By Daniel Dickinson
BBC correspondent in Zanzibar
A freshly plucked coconut disappears into the night sky, thrown high above the crowd at the opening ceremony of the 6th Zanzibar International Film Festival (Ziff).
It crashes down a second later on the head of a performer, breaking in two and spilling its milk across the stage.
The group's music retains a strong link with Swahili culture
This is not something that should be tried at home, but it is central to the performance of a remarkable group with an extraordinary history from India's north-western state of Gujarat.
This is Sidi Goma, a group of musicians and dancers who trace their roots back to the Swahili coast of East Africa.
It is their first trip to Africa and is something of a homecoming, according to drummer Muhamed Yunus.
"We are very emotional about performing in Africa. It feels as though we are at home," Muhamed says.
"We look the same as the people who live here in Zanzibar and many of our customs are similar."
The members of Sidi Goma are from the Indian Sidi people.
No one knows quite when or how the people first left Africa for South Asia, whether they were traders, slaves or sailors.

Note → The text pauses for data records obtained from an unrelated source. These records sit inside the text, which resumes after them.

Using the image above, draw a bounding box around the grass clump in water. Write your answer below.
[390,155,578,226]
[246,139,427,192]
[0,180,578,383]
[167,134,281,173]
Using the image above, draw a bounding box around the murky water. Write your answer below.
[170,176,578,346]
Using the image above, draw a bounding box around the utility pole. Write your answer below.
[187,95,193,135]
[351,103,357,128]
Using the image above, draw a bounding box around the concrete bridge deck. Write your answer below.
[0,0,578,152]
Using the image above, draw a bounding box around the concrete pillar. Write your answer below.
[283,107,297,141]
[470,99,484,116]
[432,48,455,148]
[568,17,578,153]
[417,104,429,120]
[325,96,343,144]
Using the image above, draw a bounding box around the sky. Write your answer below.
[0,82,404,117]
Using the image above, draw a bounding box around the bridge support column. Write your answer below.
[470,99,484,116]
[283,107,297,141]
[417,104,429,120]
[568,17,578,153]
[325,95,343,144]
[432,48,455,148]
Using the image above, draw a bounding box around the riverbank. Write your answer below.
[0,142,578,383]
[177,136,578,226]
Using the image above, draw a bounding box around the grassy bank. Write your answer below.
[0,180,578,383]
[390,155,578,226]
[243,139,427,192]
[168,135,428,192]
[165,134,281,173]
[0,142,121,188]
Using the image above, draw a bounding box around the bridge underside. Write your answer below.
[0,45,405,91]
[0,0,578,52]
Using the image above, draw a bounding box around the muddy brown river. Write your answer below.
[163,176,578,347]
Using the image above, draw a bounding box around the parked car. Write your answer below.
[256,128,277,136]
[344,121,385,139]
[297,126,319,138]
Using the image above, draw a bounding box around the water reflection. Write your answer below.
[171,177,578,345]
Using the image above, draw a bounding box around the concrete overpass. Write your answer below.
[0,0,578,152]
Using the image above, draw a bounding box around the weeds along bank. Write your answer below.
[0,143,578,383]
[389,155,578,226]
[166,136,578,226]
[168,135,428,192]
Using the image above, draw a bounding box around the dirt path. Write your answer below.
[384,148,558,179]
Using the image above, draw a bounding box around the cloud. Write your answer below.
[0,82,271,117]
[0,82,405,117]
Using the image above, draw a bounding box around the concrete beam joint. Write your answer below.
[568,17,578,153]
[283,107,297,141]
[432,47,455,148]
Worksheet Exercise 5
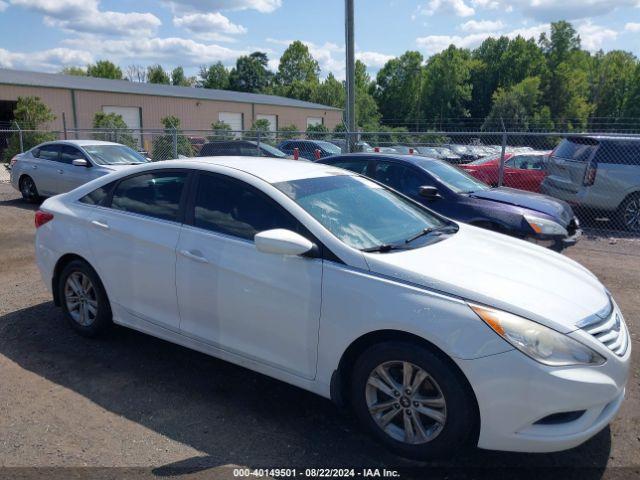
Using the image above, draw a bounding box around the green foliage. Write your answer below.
[229,52,273,93]
[147,64,171,85]
[152,115,194,161]
[199,62,229,90]
[207,121,235,141]
[275,40,320,85]
[3,97,56,160]
[87,60,122,80]
[92,112,138,149]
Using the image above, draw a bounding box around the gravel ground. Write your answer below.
[0,184,640,479]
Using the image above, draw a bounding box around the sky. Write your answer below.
[0,0,640,78]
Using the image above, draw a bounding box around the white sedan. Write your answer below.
[36,157,631,459]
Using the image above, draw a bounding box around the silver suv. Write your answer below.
[540,136,640,232]
[11,140,149,201]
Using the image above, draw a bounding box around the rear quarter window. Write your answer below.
[553,138,598,162]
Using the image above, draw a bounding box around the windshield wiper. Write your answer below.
[360,243,402,253]
[404,225,457,243]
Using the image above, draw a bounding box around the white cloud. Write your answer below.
[167,0,282,13]
[173,12,247,41]
[418,0,475,17]
[11,0,162,36]
[64,37,250,68]
[460,20,504,33]
[416,24,549,55]
[0,48,93,72]
[356,52,395,68]
[576,21,618,52]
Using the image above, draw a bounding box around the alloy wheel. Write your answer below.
[64,272,98,327]
[365,360,447,445]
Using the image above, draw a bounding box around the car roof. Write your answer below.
[41,140,122,147]
[157,156,353,183]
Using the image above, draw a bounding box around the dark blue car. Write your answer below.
[320,153,582,251]
[278,140,342,160]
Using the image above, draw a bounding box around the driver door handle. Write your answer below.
[180,250,209,263]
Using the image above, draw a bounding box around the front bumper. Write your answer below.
[458,334,631,452]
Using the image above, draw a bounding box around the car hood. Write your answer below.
[364,224,609,333]
[469,187,574,225]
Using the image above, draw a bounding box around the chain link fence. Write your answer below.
[0,124,640,237]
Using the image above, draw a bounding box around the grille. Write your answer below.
[583,304,629,357]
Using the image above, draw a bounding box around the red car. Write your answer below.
[459,152,550,192]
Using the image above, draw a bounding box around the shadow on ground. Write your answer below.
[0,302,611,480]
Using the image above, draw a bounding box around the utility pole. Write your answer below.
[344,0,357,152]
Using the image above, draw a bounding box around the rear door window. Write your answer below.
[111,171,187,221]
[38,144,61,162]
[553,138,598,162]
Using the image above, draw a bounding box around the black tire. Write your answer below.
[616,192,640,233]
[350,341,477,460]
[58,260,113,337]
[19,175,40,203]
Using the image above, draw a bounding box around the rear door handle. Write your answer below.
[91,220,109,230]
[180,250,209,263]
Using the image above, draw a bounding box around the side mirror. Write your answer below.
[418,186,440,199]
[253,228,316,255]
[71,158,89,167]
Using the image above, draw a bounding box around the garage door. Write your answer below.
[102,105,142,145]
[256,113,278,132]
[218,112,242,135]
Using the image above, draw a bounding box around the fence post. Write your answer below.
[498,122,507,187]
[173,127,178,158]
[13,121,24,153]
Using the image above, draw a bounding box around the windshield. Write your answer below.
[274,175,452,250]
[82,145,149,165]
[260,143,287,158]
[425,161,490,193]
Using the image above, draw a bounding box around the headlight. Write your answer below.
[524,215,568,236]
[469,304,605,367]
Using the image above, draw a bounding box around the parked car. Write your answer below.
[198,140,290,158]
[35,157,631,459]
[460,152,549,192]
[278,140,342,160]
[417,146,464,165]
[541,136,640,232]
[11,140,149,202]
[322,153,582,250]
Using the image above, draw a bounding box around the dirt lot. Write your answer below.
[0,184,640,479]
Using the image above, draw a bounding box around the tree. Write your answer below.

But what is clear is the strong musical link they retain with Africa.
The group's music is largely based around drums and is similar to the "ngoma" style played widely in Zanzibar.
It involves plenty of chanting and is wholly acoustic.
It often starts gently and rises to a crescendo, is highly sacred and pays homage to a Sufi saint called Bava Gor.
Followers believe Sufism is the mystical dimension of Islam, but it also attracts non-Muslims.
The group's lyrics praise the prophet Mohammed and recount Islamic history, fusing Sidi Goma's African Muslim and Indian Sufi background.
The coconut-smashing moment is part of the religious aspect to the music, demonstrating the devotion the performer feels towards his saint.
Sidi Goma was brought to Ziff by Busara Promotions, whose director, Yusuf Mahmoud, says the group is an important part of Swahili culture.
"Sidis have been living for hundreds of years in Gujarat and Sidi Goma have been keeping the African aspect of their music alive through performance," he says.
All inhibitions were soon lost at the jamming sessions
"This visit to Zanzibar is an excellent opportunity to discover their roots and experience Swahili culture at first hand."
Away from the spotlight of the opening ceremony, the group's 12 members have been getting down to what can be best described as jamming sessions with local musicians, the sort of meetings some might call moments of cultural exchange.
The meetings take place at the Dhow Countries Music Academy, overlooking the Indian Ocean on the edge of Zanzibar's historic Stonetown.
There is a small amount of formality, but soon all inhibitions are dropped and the room erupts into a ferment of drumming, chanting and dance.
Kwame Mchauru, a Zanzibari music student, is clearly impressed.
"We had no idea there were people outside Africa who had the same culture as us. I am really surprised and feel like these musicians are my spiritual brothers."
Ziff's executive director, Yvonne Owour, says the festival is different from similar gatherings in Western countries.
"Artists like Sidi Goma can travel there and people in those countries can learn about a new type of music. But Ziff offers artists from developing countries the chance to meet artists and people who are also from developing countries.
"This is the sort of cultural exchange that has been ignored for too long."
Sidi Goma's members continued that cultural exchange with workshops and concerts in Nairobi and Mombasa in Kenya.
Their hope is that groups from the Swahili coast will some day pay them a return visit to Gujarat.